One tool that a lot of writers depend on is overusing their characters’ internal thoughts or ability to straight out say how their characters are feeling. However, on some occasions this element becomes a trap and prevents the writer from using more engaging forms of showing their characters’ feelings. Writing scripts taught me the value of showcasing emotions through actions.
When writing a script, you have certain limits that push you to mull over every little gesture your character makes. You can’t just say that they’re upset. There’s no access to the character’s internal thoughts. No direct way to tell the reader or viewer what’s exactly going on in the mind of the character. You have to make clear who this character is from their reactions to upsetting or happy or any kind of news. How do they externally tell the world that they’re feeling happy? Do they go around giving random people on the street roses from a bouquet they bought in the supermarket that morning? Do they share a smile with every person they encounter in their daily routine? Actions such as those give whoever is reading your script or prose a more complete understanding of the kind of person you’re trying to portray.

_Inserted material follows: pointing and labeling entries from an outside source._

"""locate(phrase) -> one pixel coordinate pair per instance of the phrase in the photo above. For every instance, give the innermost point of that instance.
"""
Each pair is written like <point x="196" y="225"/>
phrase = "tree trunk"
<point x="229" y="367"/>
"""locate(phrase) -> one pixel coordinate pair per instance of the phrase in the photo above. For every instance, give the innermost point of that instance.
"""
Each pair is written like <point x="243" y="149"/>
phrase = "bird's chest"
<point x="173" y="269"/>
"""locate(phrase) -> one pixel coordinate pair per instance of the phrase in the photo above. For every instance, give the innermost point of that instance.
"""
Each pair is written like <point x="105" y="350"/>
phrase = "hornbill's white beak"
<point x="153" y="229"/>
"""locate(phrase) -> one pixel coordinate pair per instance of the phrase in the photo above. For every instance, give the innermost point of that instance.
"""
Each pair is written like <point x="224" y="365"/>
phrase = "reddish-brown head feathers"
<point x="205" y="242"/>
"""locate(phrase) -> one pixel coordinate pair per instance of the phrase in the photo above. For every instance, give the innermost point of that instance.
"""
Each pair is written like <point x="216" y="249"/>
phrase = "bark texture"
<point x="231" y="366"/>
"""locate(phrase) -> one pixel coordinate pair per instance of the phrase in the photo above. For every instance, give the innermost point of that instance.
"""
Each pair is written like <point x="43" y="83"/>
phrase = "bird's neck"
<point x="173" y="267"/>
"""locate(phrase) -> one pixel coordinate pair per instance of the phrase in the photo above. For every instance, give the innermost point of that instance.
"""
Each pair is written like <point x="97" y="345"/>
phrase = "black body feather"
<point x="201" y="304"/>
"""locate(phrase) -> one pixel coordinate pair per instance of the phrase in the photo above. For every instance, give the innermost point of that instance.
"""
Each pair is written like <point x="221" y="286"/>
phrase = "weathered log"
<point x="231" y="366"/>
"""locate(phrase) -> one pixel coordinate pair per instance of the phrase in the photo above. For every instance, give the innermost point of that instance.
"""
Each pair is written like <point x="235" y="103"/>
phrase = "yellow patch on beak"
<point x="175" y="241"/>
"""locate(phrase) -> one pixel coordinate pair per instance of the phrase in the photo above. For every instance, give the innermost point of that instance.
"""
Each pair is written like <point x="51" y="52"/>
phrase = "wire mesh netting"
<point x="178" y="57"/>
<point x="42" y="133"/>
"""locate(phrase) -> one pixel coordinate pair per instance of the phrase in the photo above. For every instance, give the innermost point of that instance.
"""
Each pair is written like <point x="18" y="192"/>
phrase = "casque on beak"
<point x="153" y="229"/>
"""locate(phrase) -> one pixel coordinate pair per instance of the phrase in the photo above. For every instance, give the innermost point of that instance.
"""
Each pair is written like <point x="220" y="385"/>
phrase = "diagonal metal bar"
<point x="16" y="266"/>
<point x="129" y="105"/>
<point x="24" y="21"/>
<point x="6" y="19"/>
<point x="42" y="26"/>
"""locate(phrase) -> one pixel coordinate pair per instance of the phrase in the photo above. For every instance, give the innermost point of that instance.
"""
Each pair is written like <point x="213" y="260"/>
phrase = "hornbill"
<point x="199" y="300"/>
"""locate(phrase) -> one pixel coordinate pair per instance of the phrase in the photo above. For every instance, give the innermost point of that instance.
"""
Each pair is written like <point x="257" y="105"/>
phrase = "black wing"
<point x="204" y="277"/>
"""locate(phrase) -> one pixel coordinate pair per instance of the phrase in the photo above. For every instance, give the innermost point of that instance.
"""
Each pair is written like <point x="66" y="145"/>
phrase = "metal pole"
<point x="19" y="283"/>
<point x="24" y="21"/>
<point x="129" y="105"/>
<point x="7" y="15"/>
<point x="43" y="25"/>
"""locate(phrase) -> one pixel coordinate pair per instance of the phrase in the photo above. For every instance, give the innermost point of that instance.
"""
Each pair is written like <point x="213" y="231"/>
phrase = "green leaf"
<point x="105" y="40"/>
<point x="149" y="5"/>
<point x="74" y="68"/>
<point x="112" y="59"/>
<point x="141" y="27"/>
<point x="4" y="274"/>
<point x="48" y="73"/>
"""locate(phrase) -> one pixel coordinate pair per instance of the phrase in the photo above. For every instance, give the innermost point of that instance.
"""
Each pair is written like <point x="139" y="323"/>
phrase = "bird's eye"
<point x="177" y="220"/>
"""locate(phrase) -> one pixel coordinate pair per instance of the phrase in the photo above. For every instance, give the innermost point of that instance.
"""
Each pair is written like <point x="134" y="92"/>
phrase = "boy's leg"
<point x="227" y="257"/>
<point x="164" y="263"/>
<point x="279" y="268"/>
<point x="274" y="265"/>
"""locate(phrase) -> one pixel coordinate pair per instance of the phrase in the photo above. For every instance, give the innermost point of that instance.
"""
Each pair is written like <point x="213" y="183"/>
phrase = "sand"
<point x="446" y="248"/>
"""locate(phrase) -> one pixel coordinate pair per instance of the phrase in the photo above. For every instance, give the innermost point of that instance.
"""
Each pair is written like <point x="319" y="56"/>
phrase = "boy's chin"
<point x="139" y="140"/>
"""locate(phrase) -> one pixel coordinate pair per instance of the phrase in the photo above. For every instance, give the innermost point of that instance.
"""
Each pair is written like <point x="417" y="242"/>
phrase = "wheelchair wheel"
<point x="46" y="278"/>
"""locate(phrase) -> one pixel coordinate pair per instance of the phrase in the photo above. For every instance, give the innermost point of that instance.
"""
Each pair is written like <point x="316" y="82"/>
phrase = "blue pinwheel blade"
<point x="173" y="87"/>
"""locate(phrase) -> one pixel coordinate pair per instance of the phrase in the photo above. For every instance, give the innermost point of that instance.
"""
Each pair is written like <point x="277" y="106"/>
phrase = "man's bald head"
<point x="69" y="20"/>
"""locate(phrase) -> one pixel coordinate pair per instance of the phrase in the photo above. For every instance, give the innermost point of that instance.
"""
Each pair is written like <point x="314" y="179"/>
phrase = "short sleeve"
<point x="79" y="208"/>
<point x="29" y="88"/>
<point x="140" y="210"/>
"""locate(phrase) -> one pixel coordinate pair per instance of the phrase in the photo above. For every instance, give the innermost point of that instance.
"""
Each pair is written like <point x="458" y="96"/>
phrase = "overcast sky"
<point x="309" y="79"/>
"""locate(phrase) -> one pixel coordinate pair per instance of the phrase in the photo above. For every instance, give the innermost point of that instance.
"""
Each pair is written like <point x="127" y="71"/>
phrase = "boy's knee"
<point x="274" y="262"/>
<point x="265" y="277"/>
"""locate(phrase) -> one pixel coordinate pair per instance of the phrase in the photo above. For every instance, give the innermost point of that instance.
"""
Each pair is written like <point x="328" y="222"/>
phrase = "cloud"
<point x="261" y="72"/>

Script writing can also help prose writers with dialogue and subtext. Our everyday conversations are ridden with subtext. We usually don’t say what we mean. As dialogue is one of the main ways to get information across in a script, you want to make it rich and meaningful in more than one way. A sign of good dialogue in any writing is conflict. Two characters may be talking about needing to fix their shoes, but they’re really talking about how they need a job because they don’t have enough money. This is subtext, an idea underlying the topic of conversation. As one of my screenwriting teachers said, “When you have a crush on someone, do you go straight to them and tell them, Hi, I think you’re hot. We should hang out? No! You tell them that you like their shirt or their hair.”
Although script writing appears to be a limiting medium in regards to how you’re able to get information across the page, it allows you to explore new ways in which you can present how your characters are feeling as well as the extent to which dialogue can create conflict and advance the story. If you ever feel stuck on a scene, try writing it in script format—you may discover some interesting things about your characters.